Replace synchronous RPC-based CP-host communication for sandbox
lifecycle operations (Create, Pause, Resume, Destroy) with an async
pattern. CP handlers now return 202 Accepted immediately, fire agent
RPCs in background goroutines, and publish state events to a Redis
Stream. A background consumer processes events as a fallback writer.
Agent-side auto-pause events are pushed to the CP via HTTP callback
(POST /v1/hosts/sandbox-events), keeping Redis internal to the CP.
All DB status transitions use conditional updates
(UpdateSandboxStatusIf, UpdateSandboxRunningIf) to prevent race
conditions between concurrent operations and background goroutines.
The HostMonitor reconciler is kept at 60s as a safety net, extended
to handle transient statuses (starting, pausing, resuming, stopping).
Frontend updated to handle 202 responses with empty bodies and render
transient statuses with blue indicators.
- Cache terminal EndEvent on ProcessHandle so connect() can detect
already-exited processes instead of hanging forever on broadcast
receivers that missed the event. Subscribe before checking cache
to close the TOCTOU window.
- Protect sb.Status writes in Pause with m.mu to prevent data race
with concurrent readers (AcquireProxyConn, Exec, etc.).
- Restart metrics sampler in restoreRunning so a failed pause attempt
doesn't permanently kill sandbox metrics collection.
- Return dequeued non-input messages from coalescePtyInput instead of
dropping them, preventing silent loss of kill/resize signals during
typing bursts.
Fast-exiting processes (e.g. echo) sent data/end events before
start() subscribed to the broadcast channels, causing the stream
to hang indefinitely and the exec RPC to time out with 502.
Move channel subscription into spawn_process, before reader/waiter
threads start, and return pre-subscribed receivers via SpawnedProcess.
The start() and connect() streaming RPCs blocked forever in the data
event loop because ProcessHandle retains a broadcast sender (needed for
reconnection via connect()), preventing the channel from closing.

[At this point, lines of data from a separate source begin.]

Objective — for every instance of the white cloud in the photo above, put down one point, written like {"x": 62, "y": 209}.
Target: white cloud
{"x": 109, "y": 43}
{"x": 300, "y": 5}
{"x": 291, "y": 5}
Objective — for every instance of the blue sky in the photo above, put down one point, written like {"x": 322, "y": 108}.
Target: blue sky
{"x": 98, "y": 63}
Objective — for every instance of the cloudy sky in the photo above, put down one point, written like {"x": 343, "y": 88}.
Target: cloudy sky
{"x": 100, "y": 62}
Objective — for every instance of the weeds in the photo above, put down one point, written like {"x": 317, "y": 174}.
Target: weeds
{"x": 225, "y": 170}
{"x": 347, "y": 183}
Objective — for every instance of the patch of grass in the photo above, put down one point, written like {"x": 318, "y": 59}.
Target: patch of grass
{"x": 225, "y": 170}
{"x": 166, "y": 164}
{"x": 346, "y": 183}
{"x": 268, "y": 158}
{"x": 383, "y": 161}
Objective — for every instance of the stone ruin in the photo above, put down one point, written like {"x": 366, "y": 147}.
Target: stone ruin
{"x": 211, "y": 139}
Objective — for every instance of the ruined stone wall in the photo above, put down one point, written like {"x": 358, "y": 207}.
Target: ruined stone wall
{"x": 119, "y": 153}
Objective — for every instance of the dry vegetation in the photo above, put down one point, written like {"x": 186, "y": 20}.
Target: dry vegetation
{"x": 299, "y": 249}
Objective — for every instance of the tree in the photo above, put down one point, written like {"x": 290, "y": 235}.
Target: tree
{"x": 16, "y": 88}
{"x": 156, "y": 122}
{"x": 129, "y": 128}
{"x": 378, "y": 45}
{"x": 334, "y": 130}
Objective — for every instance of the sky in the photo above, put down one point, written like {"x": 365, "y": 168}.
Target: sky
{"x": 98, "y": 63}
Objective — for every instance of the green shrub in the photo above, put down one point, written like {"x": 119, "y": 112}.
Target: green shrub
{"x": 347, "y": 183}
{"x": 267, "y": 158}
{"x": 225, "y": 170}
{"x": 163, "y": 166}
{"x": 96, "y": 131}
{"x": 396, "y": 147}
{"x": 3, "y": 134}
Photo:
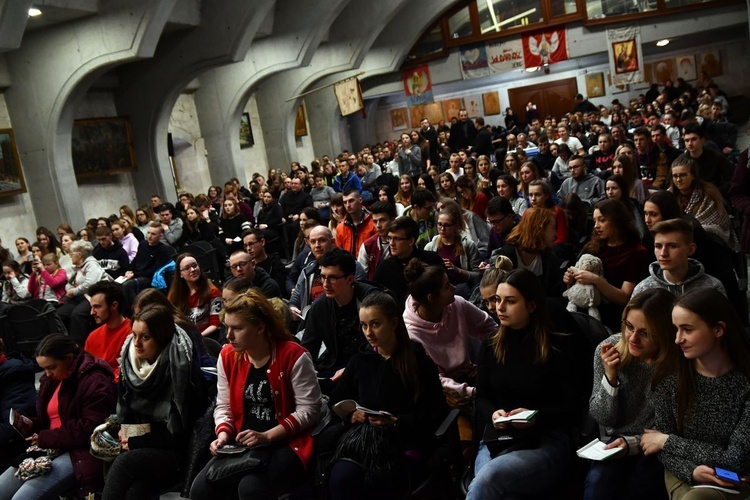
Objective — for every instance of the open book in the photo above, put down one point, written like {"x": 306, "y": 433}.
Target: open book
{"x": 521, "y": 417}
{"x": 348, "y": 406}
{"x": 23, "y": 425}
{"x": 595, "y": 451}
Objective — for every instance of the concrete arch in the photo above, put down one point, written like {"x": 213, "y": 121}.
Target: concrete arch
{"x": 51, "y": 72}
{"x": 346, "y": 49}
{"x": 149, "y": 89}
{"x": 225, "y": 91}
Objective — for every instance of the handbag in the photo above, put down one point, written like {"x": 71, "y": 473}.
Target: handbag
{"x": 502, "y": 441}
{"x": 232, "y": 465}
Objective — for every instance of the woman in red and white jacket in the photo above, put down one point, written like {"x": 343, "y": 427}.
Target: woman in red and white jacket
{"x": 268, "y": 395}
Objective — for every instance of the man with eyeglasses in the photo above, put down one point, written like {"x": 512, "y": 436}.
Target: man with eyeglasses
{"x": 255, "y": 246}
{"x": 402, "y": 238}
{"x": 588, "y": 187}
{"x": 152, "y": 255}
{"x": 309, "y": 286}
{"x": 242, "y": 266}
{"x": 333, "y": 320}
{"x": 502, "y": 220}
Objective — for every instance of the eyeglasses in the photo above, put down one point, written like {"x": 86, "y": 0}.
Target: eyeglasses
{"x": 490, "y": 302}
{"x": 496, "y": 222}
{"x": 396, "y": 238}
{"x": 630, "y": 329}
{"x": 331, "y": 279}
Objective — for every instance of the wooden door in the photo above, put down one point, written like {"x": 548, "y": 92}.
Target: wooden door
{"x": 551, "y": 98}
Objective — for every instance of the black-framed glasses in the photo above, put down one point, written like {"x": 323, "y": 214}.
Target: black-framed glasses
{"x": 331, "y": 279}
{"x": 191, "y": 267}
{"x": 490, "y": 302}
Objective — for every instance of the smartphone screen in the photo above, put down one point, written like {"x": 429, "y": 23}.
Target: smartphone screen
{"x": 727, "y": 475}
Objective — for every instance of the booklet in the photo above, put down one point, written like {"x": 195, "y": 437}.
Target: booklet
{"x": 348, "y": 406}
{"x": 595, "y": 451}
{"x": 716, "y": 487}
{"x": 522, "y": 417}
{"x": 23, "y": 425}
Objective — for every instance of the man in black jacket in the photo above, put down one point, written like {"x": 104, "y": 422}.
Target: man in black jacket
{"x": 333, "y": 319}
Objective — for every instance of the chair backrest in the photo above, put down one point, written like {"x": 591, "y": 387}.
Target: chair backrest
{"x": 28, "y": 323}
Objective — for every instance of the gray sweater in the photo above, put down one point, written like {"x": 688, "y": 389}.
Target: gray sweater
{"x": 715, "y": 433}
{"x": 624, "y": 410}
{"x": 696, "y": 278}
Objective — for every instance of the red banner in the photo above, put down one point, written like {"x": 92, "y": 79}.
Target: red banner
{"x": 548, "y": 47}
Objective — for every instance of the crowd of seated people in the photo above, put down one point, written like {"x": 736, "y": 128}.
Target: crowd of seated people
{"x": 411, "y": 277}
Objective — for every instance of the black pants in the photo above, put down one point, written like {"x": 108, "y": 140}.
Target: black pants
{"x": 282, "y": 474}
{"x": 142, "y": 473}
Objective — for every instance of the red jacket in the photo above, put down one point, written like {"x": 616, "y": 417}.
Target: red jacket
{"x": 350, "y": 237}
{"x": 87, "y": 396}
{"x": 294, "y": 384}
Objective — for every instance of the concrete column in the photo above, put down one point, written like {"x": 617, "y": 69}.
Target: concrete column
{"x": 226, "y": 90}
{"x": 349, "y": 42}
{"x": 150, "y": 88}
{"x": 50, "y": 74}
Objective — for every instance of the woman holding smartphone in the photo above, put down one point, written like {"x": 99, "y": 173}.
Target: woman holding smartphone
{"x": 703, "y": 411}
{"x": 627, "y": 366}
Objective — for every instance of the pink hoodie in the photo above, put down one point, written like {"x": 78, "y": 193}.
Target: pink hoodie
{"x": 447, "y": 342}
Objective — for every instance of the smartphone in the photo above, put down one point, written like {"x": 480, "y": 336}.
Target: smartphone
{"x": 727, "y": 475}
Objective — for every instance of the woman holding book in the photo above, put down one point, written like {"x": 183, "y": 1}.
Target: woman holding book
{"x": 76, "y": 393}
{"x": 627, "y": 367}
{"x": 160, "y": 396}
{"x": 526, "y": 366}
{"x": 702, "y": 412}
{"x": 393, "y": 375}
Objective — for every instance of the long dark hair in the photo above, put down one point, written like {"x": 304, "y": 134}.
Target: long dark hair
{"x": 540, "y": 326}
{"x": 622, "y": 221}
{"x": 403, "y": 358}
{"x": 179, "y": 291}
{"x": 713, "y": 308}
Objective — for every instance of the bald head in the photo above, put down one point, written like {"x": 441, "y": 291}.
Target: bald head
{"x": 321, "y": 240}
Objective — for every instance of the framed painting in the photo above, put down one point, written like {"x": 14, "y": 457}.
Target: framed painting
{"x": 491, "y": 101}
{"x": 11, "y": 175}
{"x": 433, "y": 112}
{"x": 595, "y": 85}
{"x": 416, "y": 113}
{"x": 246, "y": 132}
{"x": 102, "y": 146}
{"x": 686, "y": 68}
{"x": 625, "y": 56}
{"x": 451, "y": 107}
{"x": 300, "y": 123}
{"x": 398, "y": 119}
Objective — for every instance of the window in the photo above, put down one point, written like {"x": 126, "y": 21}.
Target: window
{"x": 603, "y": 9}
{"x": 499, "y": 15}
{"x": 459, "y": 24}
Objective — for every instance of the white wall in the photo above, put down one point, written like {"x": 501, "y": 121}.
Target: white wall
{"x": 16, "y": 212}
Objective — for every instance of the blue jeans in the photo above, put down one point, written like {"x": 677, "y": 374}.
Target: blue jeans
{"x": 47, "y": 487}
{"x": 521, "y": 473}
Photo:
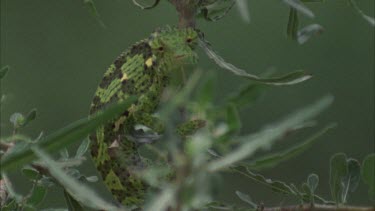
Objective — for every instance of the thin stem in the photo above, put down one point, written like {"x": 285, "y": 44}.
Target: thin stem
{"x": 316, "y": 207}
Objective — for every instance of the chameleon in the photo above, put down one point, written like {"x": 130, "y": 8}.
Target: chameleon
{"x": 144, "y": 70}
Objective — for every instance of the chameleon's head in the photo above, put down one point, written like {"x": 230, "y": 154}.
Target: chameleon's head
{"x": 175, "y": 45}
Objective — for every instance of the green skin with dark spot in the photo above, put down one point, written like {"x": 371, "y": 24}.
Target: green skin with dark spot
{"x": 143, "y": 71}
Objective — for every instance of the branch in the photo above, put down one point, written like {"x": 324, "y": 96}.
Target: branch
{"x": 316, "y": 207}
{"x": 186, "y": 12}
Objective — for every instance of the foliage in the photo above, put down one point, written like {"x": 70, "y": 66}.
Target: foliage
{"x": 195, "y": 161}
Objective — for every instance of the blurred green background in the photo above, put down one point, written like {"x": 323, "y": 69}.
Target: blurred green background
{"x": 58, "y": 53}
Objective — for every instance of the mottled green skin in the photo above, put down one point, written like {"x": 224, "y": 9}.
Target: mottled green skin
{"x": 143, "y": 71}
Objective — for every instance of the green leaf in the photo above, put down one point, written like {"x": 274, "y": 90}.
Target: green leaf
{"x": 233, "y": 119}
{"x": 276, "y": 186}
{"x": 38, "y": 194}
{"x": 300, "y": 7}
{"x": 205, "y": 95}
{"x": 292, "y": 27}
{"x": 351, "y": 180}
{"x": 156, "y": 2}
{"x": 369, "y": 19}
{"x": 247, "y": 95}
{"x": 246, "y": 198}
{"x": 307, "y": 32}
{"x": 65, "y": 136}
{"x": 312, "y": 182}
{"x": 83, "y": 147}
{"x": 64, "y": 153}
{"x": 269, "y": 161}
{"x": 287, "y": 79}
{"x": 30, "y": 173}
{"x": 73, "y": 205}
{"x": 368, "y": 172}
{"x": 266, "y": 137}
{"x": 338, "y": 170}
{"x": 4, "y": 71}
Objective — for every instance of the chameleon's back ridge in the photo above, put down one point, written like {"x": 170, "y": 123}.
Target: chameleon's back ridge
{"x": 143, "y": 71}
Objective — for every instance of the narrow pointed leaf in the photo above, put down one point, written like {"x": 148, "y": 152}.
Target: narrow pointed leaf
{"x": 77, "y": 190}
{"x": 83, "y": 147}
{"x": 312, "y": 182}
{"x": 293, "y": 23}
{"x": 217, "y": 10}
{"x": 338, "y": 170}
{"x": 156, "y": 2}
{"x": 38, "y": 194}
{"x": 3, "y": 71}
{"x": 300, "y": 7}
{"x": 65, "y": 136}
{"x": 243, "y": 9}
{"x": 246, "y": 198}
{"x": 351, "y": 181}
{"x": 368, "y": 174}
{"x": 73, "y": 205}
{"x": 266, "y": 137}
{"x": 274, "y": 159}
{"x": 287, "y": 79}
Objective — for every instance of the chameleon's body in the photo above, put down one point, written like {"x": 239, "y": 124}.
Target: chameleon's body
{"x": 142, "y": 71}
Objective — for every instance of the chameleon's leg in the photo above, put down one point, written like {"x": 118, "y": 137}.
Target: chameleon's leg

Race data_rx against end_rx with tokio::select! so the stream terminates
when the process exits. Remaining buffered data is drained before
yielding the end event.
The /init handler's default_user mutation cloned the Defaults struct,
mutated the clone, then dropped it — the actual state was never updated.
This caused processes to always run as "root" regardless of the user
set via POST /init. Additionally, default_workdir was accepted in the
init request but never applied.
Wrap user and workdir fields in RwLock with accessor methods so mutations
propagate correctly through the shared AppState.
Restructure pause to: block new operations (StatusPausing), drain proxy
connections with 5s grace, force-close remaining via context cancellation,
drop page cache, inflate balloon, then freeze vCPUs. Previously connections
could arrive during the pause window and API operations weren't blocked.
Handle UFFD_EVENT_REMOVE/UNMAP/REMAP/FORK gracefully instead of crashing
the UFFD server. These events fire during balloon deflation on snapshot
restore, killing the page fault handler and preventing VM boot.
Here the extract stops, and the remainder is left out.